Les maisons concurrentes qui naissaient rapidement s'emparaient de nos découvertes dès que nous les faisions. Zecca, le seul collaborateur qui resta environ deux semaines avec moi avant de joindre Pathé, tourna Les Méfaits d'une tête de veau (film qui me fut faussement attribué par la suite). Intéressant parce qu'il illustrait la méthode des arrêts pendant lesquels on déplaçait l'objet comme dans la Momie. Il me conta qu'avant de venir nous voir, il vendait des savons de porte en porte et les mouillait pour en augmenter le poids.


GUY, 1976, 66-67

Un bien piètre portrait qui, une fois encore, est truffé d'erreurs. Lors du tournage du film Les Méfaits d'une tête de veauFerdinand Zecca n'a pas tourné le moindre film et travaille dans le secteur " son " de chez Pathé. L'épisode est à placer en 1903 et son séjour chez Gaumont dépasse, et de loin, les deux semaines. On peut estimer qu'il est chez Gaumont de mars à décembre 1903 au moins, car Zecca ne recommence à filmer pour Pathé qu'en 1904. S'il reste difficile d'établir avec précision la liste des films qu'il tourne ou auxquels il participe, on peut cependant lui attribuer, avec certitude Illusionniste renversantLes Apaches pas veinards et Mésaventures d'un voyageur trop pressé (Gianati, 2000). On peut également penser que son passage a permis à Alice Guy de prendre quelques leçons dans les films de 1903 qu'elle revendique : Faust et MéphistophélèsLe Cake-walk de la pendule (juin-juillet 1903) et La Liqueur du couvent (1903), mais qui ont été tournés pendant le séjour de Ferdinand Zecca. On comprend mieux pourquoi elle cherche à minimiser le rôle de Ferdinand Zecca qui pourrait d'ailleurs constituer un réel danger pour elle s'il s'avisait de rester chez Gaumont.

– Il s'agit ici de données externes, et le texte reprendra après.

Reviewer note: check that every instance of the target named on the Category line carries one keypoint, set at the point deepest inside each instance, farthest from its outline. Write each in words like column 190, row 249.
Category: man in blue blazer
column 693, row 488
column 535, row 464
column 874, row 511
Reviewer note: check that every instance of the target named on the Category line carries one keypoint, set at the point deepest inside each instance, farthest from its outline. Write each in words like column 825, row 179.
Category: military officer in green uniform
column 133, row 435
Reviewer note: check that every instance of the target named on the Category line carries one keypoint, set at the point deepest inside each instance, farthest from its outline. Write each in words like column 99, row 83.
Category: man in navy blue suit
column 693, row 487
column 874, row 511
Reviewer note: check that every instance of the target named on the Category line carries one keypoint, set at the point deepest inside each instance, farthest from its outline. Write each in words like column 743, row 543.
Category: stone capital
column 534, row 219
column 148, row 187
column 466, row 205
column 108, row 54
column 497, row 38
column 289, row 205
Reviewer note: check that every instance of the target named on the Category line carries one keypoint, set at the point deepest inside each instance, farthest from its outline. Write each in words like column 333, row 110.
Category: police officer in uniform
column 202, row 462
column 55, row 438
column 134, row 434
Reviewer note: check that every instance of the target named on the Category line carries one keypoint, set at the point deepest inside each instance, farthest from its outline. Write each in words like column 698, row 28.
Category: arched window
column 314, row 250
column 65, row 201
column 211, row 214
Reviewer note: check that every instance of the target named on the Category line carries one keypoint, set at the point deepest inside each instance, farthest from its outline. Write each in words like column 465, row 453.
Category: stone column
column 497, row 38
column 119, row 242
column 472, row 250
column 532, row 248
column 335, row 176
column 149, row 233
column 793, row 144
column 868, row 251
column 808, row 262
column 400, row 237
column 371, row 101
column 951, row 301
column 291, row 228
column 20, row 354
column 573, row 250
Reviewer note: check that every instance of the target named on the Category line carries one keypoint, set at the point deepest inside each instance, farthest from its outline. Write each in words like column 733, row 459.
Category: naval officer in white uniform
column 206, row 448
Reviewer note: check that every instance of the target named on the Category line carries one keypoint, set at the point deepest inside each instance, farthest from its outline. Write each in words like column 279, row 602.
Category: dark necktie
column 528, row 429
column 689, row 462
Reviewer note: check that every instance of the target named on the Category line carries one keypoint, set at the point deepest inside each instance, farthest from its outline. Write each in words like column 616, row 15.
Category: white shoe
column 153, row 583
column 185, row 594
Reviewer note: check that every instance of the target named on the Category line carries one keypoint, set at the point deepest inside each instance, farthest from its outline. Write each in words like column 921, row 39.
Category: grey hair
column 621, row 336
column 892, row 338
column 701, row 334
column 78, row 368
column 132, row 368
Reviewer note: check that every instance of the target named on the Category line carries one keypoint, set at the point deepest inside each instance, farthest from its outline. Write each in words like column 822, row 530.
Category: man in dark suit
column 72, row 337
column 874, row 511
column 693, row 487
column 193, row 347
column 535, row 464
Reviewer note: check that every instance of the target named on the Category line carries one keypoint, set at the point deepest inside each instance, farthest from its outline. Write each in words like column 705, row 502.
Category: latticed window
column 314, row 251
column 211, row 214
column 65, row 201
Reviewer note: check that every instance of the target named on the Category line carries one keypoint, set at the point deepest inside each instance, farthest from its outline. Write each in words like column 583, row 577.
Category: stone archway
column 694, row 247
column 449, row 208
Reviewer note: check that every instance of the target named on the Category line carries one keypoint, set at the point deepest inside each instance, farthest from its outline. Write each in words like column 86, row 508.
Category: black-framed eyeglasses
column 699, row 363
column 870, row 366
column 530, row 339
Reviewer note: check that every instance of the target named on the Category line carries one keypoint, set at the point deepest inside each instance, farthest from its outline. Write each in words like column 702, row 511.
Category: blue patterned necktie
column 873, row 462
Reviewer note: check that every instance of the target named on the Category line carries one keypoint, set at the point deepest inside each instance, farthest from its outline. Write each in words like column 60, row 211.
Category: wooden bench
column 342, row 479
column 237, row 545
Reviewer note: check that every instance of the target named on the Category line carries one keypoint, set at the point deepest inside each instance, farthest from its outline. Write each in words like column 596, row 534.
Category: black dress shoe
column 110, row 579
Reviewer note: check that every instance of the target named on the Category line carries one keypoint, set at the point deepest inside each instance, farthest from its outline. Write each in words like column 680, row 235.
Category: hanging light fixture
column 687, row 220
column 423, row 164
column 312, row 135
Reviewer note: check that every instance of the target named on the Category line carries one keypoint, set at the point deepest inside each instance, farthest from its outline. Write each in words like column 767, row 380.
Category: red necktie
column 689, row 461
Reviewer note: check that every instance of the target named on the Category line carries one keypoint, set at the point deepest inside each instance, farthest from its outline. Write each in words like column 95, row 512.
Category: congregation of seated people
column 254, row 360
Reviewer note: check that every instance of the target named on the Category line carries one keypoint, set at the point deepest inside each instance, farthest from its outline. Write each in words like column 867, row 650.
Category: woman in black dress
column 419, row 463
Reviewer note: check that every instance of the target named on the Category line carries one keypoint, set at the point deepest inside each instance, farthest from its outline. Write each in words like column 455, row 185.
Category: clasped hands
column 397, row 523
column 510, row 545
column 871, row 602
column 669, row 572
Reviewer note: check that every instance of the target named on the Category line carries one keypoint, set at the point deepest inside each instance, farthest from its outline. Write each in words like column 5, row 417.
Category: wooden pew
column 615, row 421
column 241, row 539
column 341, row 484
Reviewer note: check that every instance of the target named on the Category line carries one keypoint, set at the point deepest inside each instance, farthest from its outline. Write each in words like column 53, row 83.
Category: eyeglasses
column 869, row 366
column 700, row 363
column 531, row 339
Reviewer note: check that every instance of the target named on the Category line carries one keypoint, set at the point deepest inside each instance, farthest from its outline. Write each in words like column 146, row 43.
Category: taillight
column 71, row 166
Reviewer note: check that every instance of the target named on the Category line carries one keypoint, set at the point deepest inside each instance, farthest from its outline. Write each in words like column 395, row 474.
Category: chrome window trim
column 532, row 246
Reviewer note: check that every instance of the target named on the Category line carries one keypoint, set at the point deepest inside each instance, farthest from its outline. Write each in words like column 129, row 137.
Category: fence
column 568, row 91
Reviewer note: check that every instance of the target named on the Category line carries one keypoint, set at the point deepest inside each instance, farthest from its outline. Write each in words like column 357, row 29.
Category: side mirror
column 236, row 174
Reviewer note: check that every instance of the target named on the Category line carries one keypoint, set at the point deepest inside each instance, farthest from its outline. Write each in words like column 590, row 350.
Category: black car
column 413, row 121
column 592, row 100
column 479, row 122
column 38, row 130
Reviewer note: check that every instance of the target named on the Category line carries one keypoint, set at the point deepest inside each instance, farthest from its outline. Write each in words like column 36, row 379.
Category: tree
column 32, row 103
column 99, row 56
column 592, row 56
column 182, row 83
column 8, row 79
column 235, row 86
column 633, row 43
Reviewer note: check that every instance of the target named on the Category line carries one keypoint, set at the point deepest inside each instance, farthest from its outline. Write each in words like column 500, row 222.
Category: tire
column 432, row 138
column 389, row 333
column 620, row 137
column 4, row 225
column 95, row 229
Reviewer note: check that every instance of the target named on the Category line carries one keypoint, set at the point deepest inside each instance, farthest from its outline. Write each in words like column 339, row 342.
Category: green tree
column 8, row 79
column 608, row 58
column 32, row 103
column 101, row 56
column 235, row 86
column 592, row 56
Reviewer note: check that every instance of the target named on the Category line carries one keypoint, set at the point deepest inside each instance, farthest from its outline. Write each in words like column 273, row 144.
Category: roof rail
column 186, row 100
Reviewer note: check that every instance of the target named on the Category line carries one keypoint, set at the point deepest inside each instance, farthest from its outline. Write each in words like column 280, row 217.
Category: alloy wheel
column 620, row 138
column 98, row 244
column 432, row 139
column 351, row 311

La seconde figure, moins connue, fait également son entrée chez Gaumont, à la même période, c'est Henri Gallet. Habitué des cabarets montmartrois, et après un séjour dans les Grands Magasins Dufayel où il "sonorise" les films muets, Gallet va participer comme acteur, mais possiblement comme scénariste et, voire, comme cinématographiste, au Comptoir Cinématographique. Il ne fait pas de doute que Gallet et Zecca travaillent ensemble pendant ces mois de 1903 et peut-être au-delà. Ce qui retient ici l'attention, c'est que dans les archives conservées à la Cinémathèque française (dossier Alice Guy) on trouve quatre cartes postales du cabaret du "Néant" qui se trouve à deux pas de ceux de l'Enfer et du Ciel, à Montmartre. Ces cartes postales partagées au dos sont donc postérieures à décembre 1903. Il s'agit d'une trace qui relie Alice Guy au monde des cabarets montmartrois et on peut penser qu'Henri Gallet, un habitué de ces lieux, a sans doute eu un rôle de premier plan dans ces liens.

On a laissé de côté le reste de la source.